A maior parte das autuações da Vale Verde, no entanto, se refere a
violações de direitos trabalhistas no setor rural. Entre eles, a fiscalização
detectou que a usina não concedia descanso semanal de 24 horas consecutivas aos
trabalhadores do campo, mantinha empregado trabalhando durante o período
destinado ao repouso ou alimentação, prorrogava a jornada legal de trabalho,
obrigava os funcionários a trabalhar em feriados nacionais e religiosos, não concedia
o mínimo de 11 horas consecutivas para descanso entre duas jornadas de
trabalho, alterou condições ou cláusulas do contrato individual de trabalho sem
o consentimento do empregado, entre outros.
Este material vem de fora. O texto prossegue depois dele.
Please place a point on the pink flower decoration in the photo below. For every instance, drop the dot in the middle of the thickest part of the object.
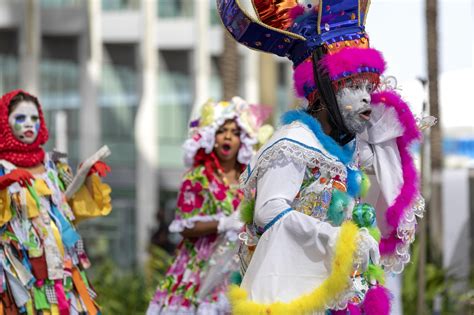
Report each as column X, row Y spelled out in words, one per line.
column 235, row 202
column 218, row 190
column 190, row 197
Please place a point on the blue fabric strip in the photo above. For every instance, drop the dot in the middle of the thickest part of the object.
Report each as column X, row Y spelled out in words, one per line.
column 275, row 219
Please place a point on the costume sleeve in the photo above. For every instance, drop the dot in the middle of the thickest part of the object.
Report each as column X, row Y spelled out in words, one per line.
column 196, row 203
column 92, row 201
column 5, row 211
column 385, row 148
Jovem perdeu polegar carregando cana à noite no escuro |
Certificação social
Para a procuradora Ileana Neiva, porém, o grande número de autuações e a gravidade das violações trabalhistas encontradas nas usinas é um forte indício de que há graves falhas na fiscalização do Compromisso. "É um absurdo usinas com tal grau de irregularidades serem agraciadas com o selo de conformidade do governo", avalia a procuradora. Segundo ela, como o Compromisso Nacional inclui uma auditoria que aprovou as duas unidades em questão, passam a pesar dúvidas e questionamentos sobre a eficiência destes processos.
Outra questão que preocupa o MPT em relação ao Compromisso
Nacional é a limitação dos acordos de proteção dos trabalhadores. "Quando
o Compromisso foi assinado, os empregadores se negaram a assumir a alimentação
dos trabalhadores. Isto é grave, já que os canavieiros muitas vezes são
obrigados a comer alimentos azedados em função da longa exposição ao sol.
Depois, eles comem um arroz com feijão, que não é suficiente para sustentar um
trabalhador com tal exigência de esforço físico. O MPT entende que o
fornecimento de alimentos balanceados e frescos deve ser uma obrigação dos
empregadores, o que teria que ser incluído no Compromisso", avalia.
Não é a primeira crítica do MPT em relação ao selo social. Em São
Paulo, o procurador do trabalho Rafael de Araújo Gomes, chegou a pedir na
Justiça a suspensão da divulgação e do uso do "selo de
conformidade" apontando"problemas,
falhas, equívocos e fraudes".
De acordo com o MPT, depois da fiscalização foram realizadas
audiências com as empresas investigadas, nas quais os procuradores propuseram a
assinatura de termos de ajustamento de conduta (TACs) para sanar as
irregularidades. A resposta das usinas deverá ser dada em audiência marcada
para o dia 19 de dezembro, mas caso o compromisso não seja firmado o MPT/RN
ajuizará ações civis públicas contra as usinas, inclusive com pedido de
indenização pelo dano moral coletivo.